This past weekend there were three major Pauper events. In addition to the Saturday and Sunday Challenges, there was also a Championship Qualifier. While the Qualifier won’t be added to my season end spreadsheet (it only posted the Top 16 as opposed to the Top 32), the format trends continued – Affinity accounted for 10 of the 24 Top 8 slots handed out over the weekend. After six Challenges, here is where the Top 32 metagame shakes out (accounting for every archetype with at least 4 appearances):

If you look at Affinity as a whole (there’s one more Jeskai Affinity deck not listed here), the archetype makes up almost 33% of the Top 32 metagame and has taken down 52% of all Top 8s awarded in Crimson Vow season.
I am not going to spend more time talking about how the format needs a ban – I’ve done that enough and frankly I’m tired of repeating myself.
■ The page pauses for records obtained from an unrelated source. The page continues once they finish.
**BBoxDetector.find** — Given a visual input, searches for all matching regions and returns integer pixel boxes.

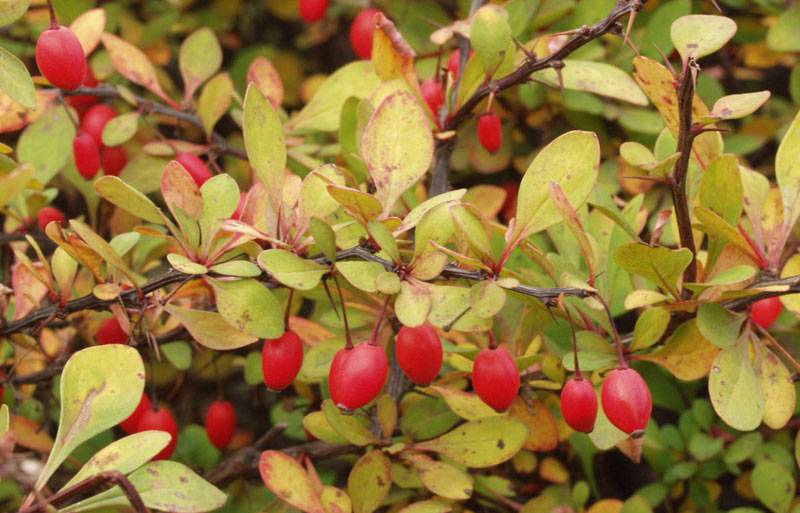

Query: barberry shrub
[0,0,800,513]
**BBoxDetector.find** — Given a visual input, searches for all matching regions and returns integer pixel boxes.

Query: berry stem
[333,274,353,349]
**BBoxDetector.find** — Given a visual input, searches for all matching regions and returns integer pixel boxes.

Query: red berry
[394,323,442,385]
[67,66,98,115]
[472,347,519,412]
[261,330,303,390]
[72,132,100,180]
[136,408,178,460]
[36,207,66,231]
[750,296,782,329]
[231,192,247,220]
[100,146,128,176]
[119,394,151,434]
[600,368,653,435]
[175,153,214,187]
[206,401,236,449]
[350,9,380,59]
[297,0,330,23]
[328,342,389,411]
[94,317,128,345]
[419,78,444,120]
[81,103,117,146]
[561,378,597,433]
[478,112,503,153]
[36,27,86,90]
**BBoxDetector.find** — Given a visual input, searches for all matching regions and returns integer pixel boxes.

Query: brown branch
[63,85,247,160]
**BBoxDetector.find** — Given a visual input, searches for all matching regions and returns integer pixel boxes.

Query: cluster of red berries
[561,367,653,437]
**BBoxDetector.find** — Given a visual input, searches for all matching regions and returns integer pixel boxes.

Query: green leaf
[69,460,227,513]
[322,399,377,447]
[614,242,692,292]
[469,4,511,77]
[509,130,600,242]
[0,0,31,27]
[767,6,800,52]
[61,431,171,490]
[708,340,764,431]
[750,458,797,513]
[532,59,647,107]
[258,249,328,290]
[17,105,75,183]
[242,84,286,200]
[0,47,36,109]
[670,14,736,61]
[208,278,284,338]
[258,451,325,513]
[103,112,139,146]
[34,344,144,490]
[630,308,670,351]
[415,417,528,468]
[361,91,433,215]
[408,454,473,500]
[347,449,392,513]
[164,305,258,351]
[178,27,222,100]
[197,73,233,137]
[697,303,745,349]
[287,60,381,133]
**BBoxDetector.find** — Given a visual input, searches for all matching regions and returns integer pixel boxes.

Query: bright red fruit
[136,408,178,460]
[81,103,117,146]
[297,0,330,23]
[72,132,100,180]
[36,26,86,90]
[94,317,128,345]
[36,207,66,231]
[750,296,782,329]
[478,112,503,153]
[100,146,128,176]
[119,394,152,434]
[600,368,653,435]
[261,330,303,390]
[206,401,236,449]
[67,66,98,115]
[328,342,389,411]
[419,78,444,122]
[394,323,442,385]
[561,377,597,433]
[472,347,519,412]
[350,9,380,59]
[175,153,214,187]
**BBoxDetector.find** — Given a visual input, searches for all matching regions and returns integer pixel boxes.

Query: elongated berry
[100,146,128,176]
[328,342,389,411]
[119,394,152,434]
[36,26,86,90]
[261,330,303,390]
[394,323,442,385]
[175,153,214,187]
[36,207,66,231]
[600,368,653,436]
[81,103,117,147]
[72,132,100,180]
[94,317,128,344]
[136,407,178,460]
[561,377,597,433]
[478,112,503,153]
[297,0,330,23]
[350,9,380,59]
[472,347,519,412]
[419,78,444,120]
[205,401,236,449]
[750,296,782,329]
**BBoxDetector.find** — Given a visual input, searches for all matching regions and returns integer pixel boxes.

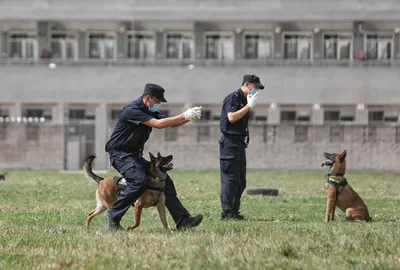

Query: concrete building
[0,0,400,170]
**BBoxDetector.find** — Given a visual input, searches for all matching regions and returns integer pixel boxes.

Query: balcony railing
[0,58,400,69]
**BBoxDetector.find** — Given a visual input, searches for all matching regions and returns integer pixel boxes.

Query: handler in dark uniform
[105,83,203,230]
[219,75,264,220]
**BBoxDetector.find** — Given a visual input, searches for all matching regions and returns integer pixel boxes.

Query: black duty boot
[176,215,203,231]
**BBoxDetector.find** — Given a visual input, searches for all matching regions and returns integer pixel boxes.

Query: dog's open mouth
[321,159,333,167]
[162,161,174,170]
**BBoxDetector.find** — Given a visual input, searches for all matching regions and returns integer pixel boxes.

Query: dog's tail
[83,155,104,184]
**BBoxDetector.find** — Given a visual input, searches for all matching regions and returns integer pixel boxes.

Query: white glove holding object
[183,106,202,120]
[247,92,258,108]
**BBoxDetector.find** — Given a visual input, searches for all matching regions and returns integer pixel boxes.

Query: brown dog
[321,150,371,221]
[83,153,173,231]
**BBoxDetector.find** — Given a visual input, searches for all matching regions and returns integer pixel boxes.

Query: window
[111,109,121,120]
[68,109,96,120]
[22,108,53,122]
[324,35,351,60]
[365,35,393,60]
[281,111,296,122]
[9,34,38,59]
[0,123,7,141]
[255,115,268,122]
[294,126,308,142]
[244,34,272,59]
[197,125,210,141]
[396,126,400,143]
[89,33,116,59]
[25,124,40,141]
[364,126,377,142]
[249,110,256,121]
[160,110,169,117]
[200,110,211,121]
[0,109,10,121]
[51,34,78,59]
[330,126,344,142]
[296,112,310,122]
[127,33,156,59]
[368,111,383,122]
[68,109,86,120]
[324,110,354,122]
[167,34,194,59]
[263,125,276,142]
[384,110,399,122]
[324,111,340,121]
[206,34,234,60]
[284,34,312,59]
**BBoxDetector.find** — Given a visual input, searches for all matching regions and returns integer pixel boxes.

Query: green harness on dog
[327,172,347,194]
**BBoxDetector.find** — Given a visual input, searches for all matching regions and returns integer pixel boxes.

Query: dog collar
[328,176,347,184]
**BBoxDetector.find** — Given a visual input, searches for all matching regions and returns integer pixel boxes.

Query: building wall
[0,123,65,170]
[0,123,400,172]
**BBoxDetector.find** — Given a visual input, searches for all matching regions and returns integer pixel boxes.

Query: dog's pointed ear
[339,150,347,160]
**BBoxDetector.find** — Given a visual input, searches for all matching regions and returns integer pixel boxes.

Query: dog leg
[127,204,143,231]
[86,205,107,230]
[86,190,107,230]
[325,184,336,221]
[346,208,369,221]
[157,200,168,231]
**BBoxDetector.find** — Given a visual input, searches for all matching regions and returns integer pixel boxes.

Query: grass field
[0,171,400,269]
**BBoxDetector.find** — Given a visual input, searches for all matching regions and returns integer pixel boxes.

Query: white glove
[247,92,258,108]
[183,106,202,120]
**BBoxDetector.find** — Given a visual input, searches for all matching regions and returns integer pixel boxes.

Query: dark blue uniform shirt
[220,89,249,136]
[105,97,165,153]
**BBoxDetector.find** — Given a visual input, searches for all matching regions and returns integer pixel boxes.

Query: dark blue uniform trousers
[107,151,190,223]
[219,136,246,215]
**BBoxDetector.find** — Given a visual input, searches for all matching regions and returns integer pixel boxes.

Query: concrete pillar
[156,31,163,58]
[78,31,85,59]
[194,24,204,59]
[353,34,366,60]
[0,32,7,56]
[117,32,126,59]
[10,103,22,117]
[37,21,51,57]
[274,32,283,59]
[393,33,400,59]
[235,32,244,59]
[311,104,324,125]
[354,104,368,125]
[51,103,66,125]
[313,32,324,59]
[268,104,281,125]
[94,104,109,170]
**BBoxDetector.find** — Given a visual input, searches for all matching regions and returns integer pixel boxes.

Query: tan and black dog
[83,153,173,231]
[321,150,371,221]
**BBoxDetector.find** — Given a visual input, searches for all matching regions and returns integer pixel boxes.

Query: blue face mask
[149,104,161,112]
[149,104,161,112]
[249,88,258,95]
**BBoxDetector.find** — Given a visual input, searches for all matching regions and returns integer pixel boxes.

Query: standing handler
[219,75,264,220]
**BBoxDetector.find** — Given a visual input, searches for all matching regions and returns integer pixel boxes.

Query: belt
[223,133,246,141]
[109,149,143,157]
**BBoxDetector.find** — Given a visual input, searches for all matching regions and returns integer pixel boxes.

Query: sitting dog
[321,150,371,221]
[83,153,173,231]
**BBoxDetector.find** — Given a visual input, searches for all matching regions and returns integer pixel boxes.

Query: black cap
[242,75,264,90]
[143,83,167,102]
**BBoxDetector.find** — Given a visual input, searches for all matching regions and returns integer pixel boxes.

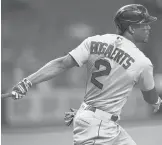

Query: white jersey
[69,34,154,115]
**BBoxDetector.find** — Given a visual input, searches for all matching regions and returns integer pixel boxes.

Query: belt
[81,103,119,122]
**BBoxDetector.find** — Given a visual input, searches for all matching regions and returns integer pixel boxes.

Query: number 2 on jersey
[91,59,111,89]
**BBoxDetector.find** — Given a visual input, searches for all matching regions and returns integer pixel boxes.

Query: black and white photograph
[1,0,162,145]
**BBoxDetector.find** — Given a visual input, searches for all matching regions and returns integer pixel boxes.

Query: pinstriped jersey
[69,34,154,115]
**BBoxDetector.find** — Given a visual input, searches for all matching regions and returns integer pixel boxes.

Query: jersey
[69,34,154,115]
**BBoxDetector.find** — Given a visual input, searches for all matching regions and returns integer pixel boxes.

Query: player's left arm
[12,39,89,99]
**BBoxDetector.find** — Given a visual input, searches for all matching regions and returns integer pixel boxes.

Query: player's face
[133,24,151,43]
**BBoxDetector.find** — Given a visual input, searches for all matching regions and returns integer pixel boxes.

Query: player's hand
[12,78,32,100]
[153,97,162,113]
[64,108,77,126]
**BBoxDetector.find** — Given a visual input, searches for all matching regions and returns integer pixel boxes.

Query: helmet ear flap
[128,25,134,35]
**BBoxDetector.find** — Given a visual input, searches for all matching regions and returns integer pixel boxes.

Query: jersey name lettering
[90,41,135,69]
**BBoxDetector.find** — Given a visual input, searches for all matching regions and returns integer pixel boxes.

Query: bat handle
[1,92,13,98]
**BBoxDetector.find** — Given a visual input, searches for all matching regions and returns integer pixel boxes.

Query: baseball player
[6,4,161,145]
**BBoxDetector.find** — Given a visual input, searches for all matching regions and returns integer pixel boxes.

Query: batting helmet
[114,4,157,34]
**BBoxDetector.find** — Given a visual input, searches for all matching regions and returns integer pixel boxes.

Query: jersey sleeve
[69,38,90,67]
[138,64,155,91]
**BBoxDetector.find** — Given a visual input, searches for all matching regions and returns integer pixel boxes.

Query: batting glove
[153,97,162,113]
[12,78,32,100]
[64,108,77,126]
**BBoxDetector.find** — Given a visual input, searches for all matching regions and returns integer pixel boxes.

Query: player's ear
[128,25,135,35]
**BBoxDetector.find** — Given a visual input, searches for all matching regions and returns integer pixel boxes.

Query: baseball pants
[73,102,136,145]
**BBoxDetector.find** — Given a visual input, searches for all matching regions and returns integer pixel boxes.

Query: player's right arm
[12,39,90,99]
[138,63,161,112]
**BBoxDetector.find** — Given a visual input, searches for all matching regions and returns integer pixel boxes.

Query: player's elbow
[142,88,158,104]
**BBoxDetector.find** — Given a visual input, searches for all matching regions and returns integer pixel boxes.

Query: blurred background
[1,0,162,145]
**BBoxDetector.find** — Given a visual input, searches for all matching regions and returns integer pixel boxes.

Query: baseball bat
[1,93,12,98]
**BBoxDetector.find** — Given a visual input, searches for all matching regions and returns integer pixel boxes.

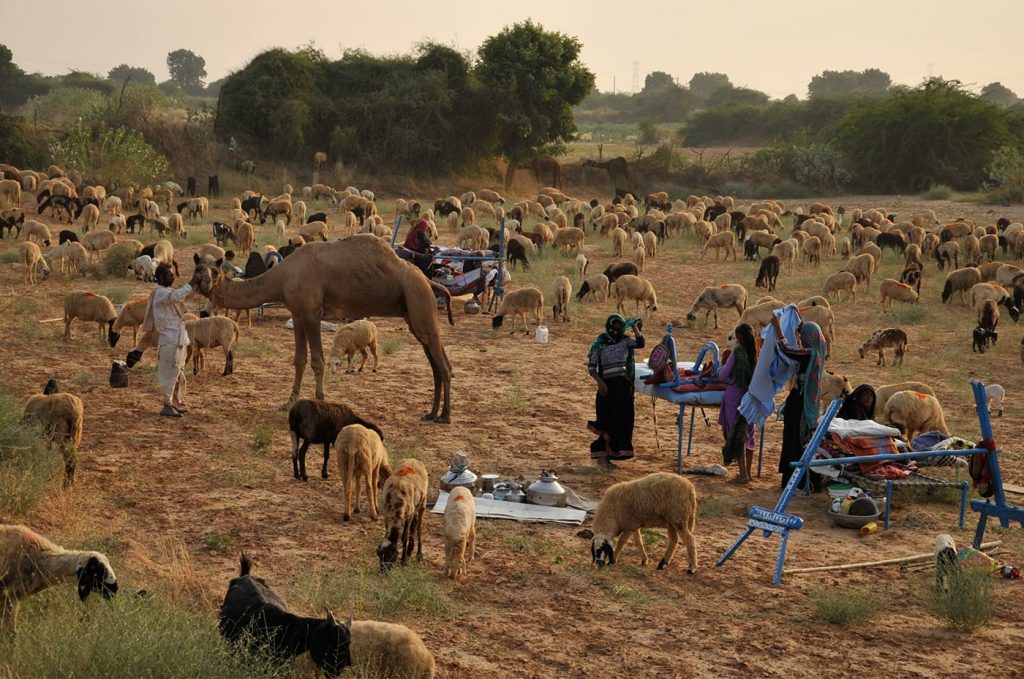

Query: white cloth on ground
[739,304,800,426]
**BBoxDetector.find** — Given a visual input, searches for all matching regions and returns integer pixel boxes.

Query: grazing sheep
[0,524,118,640]
[185,315,239,376]
[883,391,949,440]
[444,486,476,580]
[18,241,49,286]
[577,273,610,301]
[377,458,429,570]
[335,424,391,521]
[686,283,746,330]
[23,380,85,489]
[857,328,907,366]
[942,266,981,304]
[288,398,384,481]
[879,279,918,313]
[65,292,118,341]
[327,319,380,373]
[551,275,572,323]
[985,384,1007,417]
[611,274,657,315]
[754,255,779,292]
[822,271,857,301]
[218,553,351,677]
[700,231,736,261]
[590,472,697,574]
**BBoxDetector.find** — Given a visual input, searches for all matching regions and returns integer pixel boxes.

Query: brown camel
[191,234,455,423]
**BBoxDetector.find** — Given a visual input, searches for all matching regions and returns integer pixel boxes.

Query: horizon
[8,0,1024,99]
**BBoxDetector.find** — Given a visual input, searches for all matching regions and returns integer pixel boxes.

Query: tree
[690,71,732,98]
[106,63,157,85]
[476,20,594,179]
[981,82,1020,107]
[167,49,206,94]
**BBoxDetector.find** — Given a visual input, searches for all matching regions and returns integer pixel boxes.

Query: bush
[929,568,995,632]
[811,589,882,627]
[921,184,953,201]
[0,394,65,516]
[0,586,293,679]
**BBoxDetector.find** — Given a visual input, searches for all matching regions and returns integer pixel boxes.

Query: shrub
[929,568,995,632]
[0,394,63,516]
[811,589,882,627]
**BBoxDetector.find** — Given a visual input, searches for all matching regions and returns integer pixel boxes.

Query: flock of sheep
[0,155,1024,676]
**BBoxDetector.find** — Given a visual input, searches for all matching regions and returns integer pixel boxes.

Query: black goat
[508,240,529,271]
[288,398,384,481]
[218,553,352,677]
[755,255,778,292]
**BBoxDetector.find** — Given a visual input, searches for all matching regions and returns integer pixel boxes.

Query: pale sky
[0,0,1024,97]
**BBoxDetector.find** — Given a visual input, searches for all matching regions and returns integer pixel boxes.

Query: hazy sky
[0,0,1024,97]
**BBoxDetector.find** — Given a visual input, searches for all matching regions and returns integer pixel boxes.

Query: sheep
[736,299,785,334]
[857,328,907,367]
[611,274,657,315]
[0,524,118,639]
[700,231,736,261]
[65,292,118,341]
[288,398,384,481]
[754,255,779,292]
[82,230,118,259]
[686,283,746,330]
[577,273,610,301]
[327,319,380,373]
[883,391,949,440]
[23,380,85,489]
[444,486,476,580]
[106,299,150,347]
[985,384,1007,417]
[842,253,876,288]
[822,271,857,301]
[334,424,391,521]
[633,245,647,273]
[490,286,544,335]
[377,458,429,570]
[185,315,239,377]
[218,553,351,677]
[590,472,697,575]
[551,275,572,323]
[942,266,981,304]
[18,241,49,286]
[879,279,918,313]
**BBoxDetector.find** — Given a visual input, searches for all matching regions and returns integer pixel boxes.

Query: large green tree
[476,20,594,178]
[167,49,206,94]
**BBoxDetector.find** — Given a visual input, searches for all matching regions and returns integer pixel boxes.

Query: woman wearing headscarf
[587,313,644,467]
[718,323,758,483]
[771,316,825,487]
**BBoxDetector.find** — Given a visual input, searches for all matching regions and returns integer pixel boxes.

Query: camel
[190,234,455,423]
[583,156,633,186]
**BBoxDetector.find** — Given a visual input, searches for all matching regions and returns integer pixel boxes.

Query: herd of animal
[0,154,1024,677]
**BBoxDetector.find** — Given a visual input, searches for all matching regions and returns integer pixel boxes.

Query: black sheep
[218,554,352,677]
[288,398,384,481]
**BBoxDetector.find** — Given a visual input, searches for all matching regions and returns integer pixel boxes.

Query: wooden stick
[785,540,1002,575]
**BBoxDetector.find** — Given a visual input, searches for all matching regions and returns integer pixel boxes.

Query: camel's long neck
[211,267,285,309]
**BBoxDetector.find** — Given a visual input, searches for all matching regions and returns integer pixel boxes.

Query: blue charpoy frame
[716,380,1024,586]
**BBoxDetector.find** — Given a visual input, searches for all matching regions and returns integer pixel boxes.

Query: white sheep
[444,485,476,580]
[327,319,380,373]
[335,424,391,521]
[591,472,697,574]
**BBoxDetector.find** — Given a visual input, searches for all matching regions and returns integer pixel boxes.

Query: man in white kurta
[142,264,193,417]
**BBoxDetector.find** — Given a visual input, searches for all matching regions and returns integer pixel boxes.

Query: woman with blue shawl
[771,316,825,489]
[587,313,644,467]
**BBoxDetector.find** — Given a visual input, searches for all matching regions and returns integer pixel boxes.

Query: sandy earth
[0,187,1024,677]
Instead I’m going to repeat myself in another way: talking about why this always feels like this is happening in Pauper.
As formats add cards, combos are going to be uncovered. If not for serious limiting elements and lock pieces, formats like Vintage and Legacy would arguably be more dominated by combo decks than they are today. To a degree, non-aggro, non-prison decks in Vintage do have some combo element – we see you Vault-Key and Tinker. In these other non-rotating formats there are important limiting factors. Cards like Trinisphere, Thalia, Guardian of Thraben, Damping Sphere, Blood Moon, Wasteland, Force of Will – all of these and more help to keep the broken decks in check to some degree. These cards help to bear the weight of an ever additive cardpool that is constraining existing strategies and taxing “unfair” decks.
Pauper has the ever additive cardpool but completely lacks powerful limiting agents. The result is a format that hangs in a tenuous state where adding the wrong suite of cards has the potential to push an “almost good” combo deck into the stratosphere. At this point we all know that any Storm spout is liable to break the format in half. Currently we’re living under the auspices of Atog – a combo deck that existed for years but was held at bay by one of the true broken limiting agents in Gorilla Shaman.
There are two paths to forge with Pauper. The first is to take more action against these combo decks. Given the nature of the cardpool that means more aggressive bans when these combo decks do arise. Please stop asking for more powerful hate bears at common, that’s not going to happen folks. Force of Will isn’t walking through that door and neither is Dryad Millitant, so let’s stop wishful thinking. For what it is worth, I believe this is the correct path to take.
The other is to just have Pauper be a combo format – one where the game is decided on turn two or three. We have already seen what Pauper looks like with combo running roughshod, so maybe the “answer” is to just do that. For what it’s worth, again, I think this would make for a miserable format where the old Vintage axiom would hold sway: The early game is shuffling, the mid-game is the mulligan decision, the late game is turn one.
What should Pauper be? In my opinion it should be a place where people get to play with commons that may have been overlooked at one point and not have to thread the needle of hoping not to die to an over-the-top combo deck. Given that the best tools against combo decks are not viable at common, the answer becomes a more aggressive management of the ban list.